I am familiar with both LPs and prefer the Franco one to the TLR one.
But what got me riveted was the narrative.
Thanks!

wuod k

Timothy said...
This comment has been removed by the author.
Timothy said...

@WrldServ: Many thanks.

BTW: If you want to buy "Bourreaux Des Cœurs" downtown Nairobi you'd better ask for "Loulou". The French title is a bit of a mouthful for English-speaking music vendors!

@Joji: The lyrics for "Jackie" are infinitely dirty. A fiendishly unleashed Franco even gives graphic details of ... wait for it... fellatio. Little wonder the song was banned. The Grand Maître's words are enough to make any African blush ... they are not words we hear in public. They might be alright in a red-light district pub well after Midnight!

joji said...

@Timothy
Thank you for your reaction.

Wonder if I agree with you. The world has changed. And is not easy to make Africans blush. You will be surprised which words you may hear in public.

Regards.

Timothy said...

@Joji:

Kwa vile unafahamu Kiswahili vizuri, wacha nikueleze kwamba maneno ya wimbo wa "Jackie" ni mabaya kupindukia.

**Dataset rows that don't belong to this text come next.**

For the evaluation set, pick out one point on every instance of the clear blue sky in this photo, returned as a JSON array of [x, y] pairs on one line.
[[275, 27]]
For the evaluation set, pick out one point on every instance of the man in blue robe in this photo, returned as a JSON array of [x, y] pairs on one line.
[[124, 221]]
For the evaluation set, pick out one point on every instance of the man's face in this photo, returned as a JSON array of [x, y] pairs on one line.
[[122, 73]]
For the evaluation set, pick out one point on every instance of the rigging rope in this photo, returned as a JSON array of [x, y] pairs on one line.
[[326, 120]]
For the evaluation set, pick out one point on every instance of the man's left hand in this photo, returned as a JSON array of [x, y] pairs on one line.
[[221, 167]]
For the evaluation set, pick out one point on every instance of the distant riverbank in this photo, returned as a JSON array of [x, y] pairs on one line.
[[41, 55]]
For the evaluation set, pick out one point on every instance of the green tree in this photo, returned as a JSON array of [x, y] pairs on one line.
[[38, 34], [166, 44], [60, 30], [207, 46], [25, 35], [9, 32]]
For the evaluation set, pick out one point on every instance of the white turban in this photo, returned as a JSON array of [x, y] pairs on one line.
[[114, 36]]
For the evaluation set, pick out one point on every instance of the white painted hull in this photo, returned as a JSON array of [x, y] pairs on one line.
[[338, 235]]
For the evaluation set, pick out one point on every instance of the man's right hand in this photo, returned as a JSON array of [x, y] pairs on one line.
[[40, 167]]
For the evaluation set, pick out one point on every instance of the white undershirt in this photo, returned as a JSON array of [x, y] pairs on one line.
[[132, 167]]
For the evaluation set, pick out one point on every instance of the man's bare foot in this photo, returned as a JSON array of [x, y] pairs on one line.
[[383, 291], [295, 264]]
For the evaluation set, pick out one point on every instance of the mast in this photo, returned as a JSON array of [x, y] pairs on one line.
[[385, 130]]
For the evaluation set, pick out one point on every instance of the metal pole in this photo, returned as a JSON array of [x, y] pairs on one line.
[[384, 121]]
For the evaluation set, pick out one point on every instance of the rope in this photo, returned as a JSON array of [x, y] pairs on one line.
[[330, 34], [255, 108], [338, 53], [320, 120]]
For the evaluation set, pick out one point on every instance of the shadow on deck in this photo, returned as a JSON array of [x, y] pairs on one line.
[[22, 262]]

Franco anasema wazi wazi bila kuficha hata kidogo kwamba anataka kunyonya sehemu za siri za mwanamke mmoja anayeitwa Jackie. Franco anazitaja sehemu hizo kabisa! Na anasema anataka kuwekelea ulimi wake kule ndani! Mimi ni mwafrika, na siwezi kamwe kutaja maneno yale hadharani. Kama ni kweli watu wa Afrika leo wanasema maneno kama yale ya Franco kwa umma au mbele ya wazazi wao, ningependelea kuishi hapa ulaya. Hapa bado watu wana heshima kidogo!

Anonymous said...

Timothy

Hizo mambo zina fanyika dunia mzima!

wuod k

WrldServ said...

Please try and keep comments in english. Por favor....

joji said...

@WrldServ
I apologize. I started this discussion in Kiswahili. The reason being this is the only place where the moderator (you) and some of the readers understand and like Kiswahili. And where African music is what unites all of us.

@Timothy
Shukrani kwa maelezo yako. Naelewa mengi sasa. Asante sana.

Lakini labda maoni yetu ni tofauti kidogo, hasa kuhusu kuishi hapa Ulaya.
"Hapa bado watu wana heshima kidogo!" Sina uhakika. Kuna watu wa kila aina. Wengine hukosa heshima kabisa, Waafrika kwa Wazungu, vijana kwa wazee.

Si afadhali kutumia maneno ya Lingala kama Franco au maneno ya Kiswahili kama wewe kuliko Kilatini kama 'wasomi' wengine wakizungumzia mambo ya ngono.

Pia siku hizi labda ngono si kitu cha siri kama zamani.

Salamu.

joe said...

After following hockey's Stanley Cup Playoffs intensely for the past two months, I find that my eyes may be permanently bloodshot from watching too much TV, and that I have no emotion left for following another tournament (no matter how large). Additionally, I may need some time for my liver to recuperate since the home team took the cup.

These albums may be as close as I get to the World Cup tourney this year, and I thank you for them!

Anonymous said...

Great posts. Thank you for these great tunes. Until you mentioned it, I didn't know much about this Osadebe's Rangers International Special from the LP: Ogbaru Di Uso. Can you please also post this great LP from Osadebe. Quite an album from the Highlife King, from the short clips I found online! Cheers.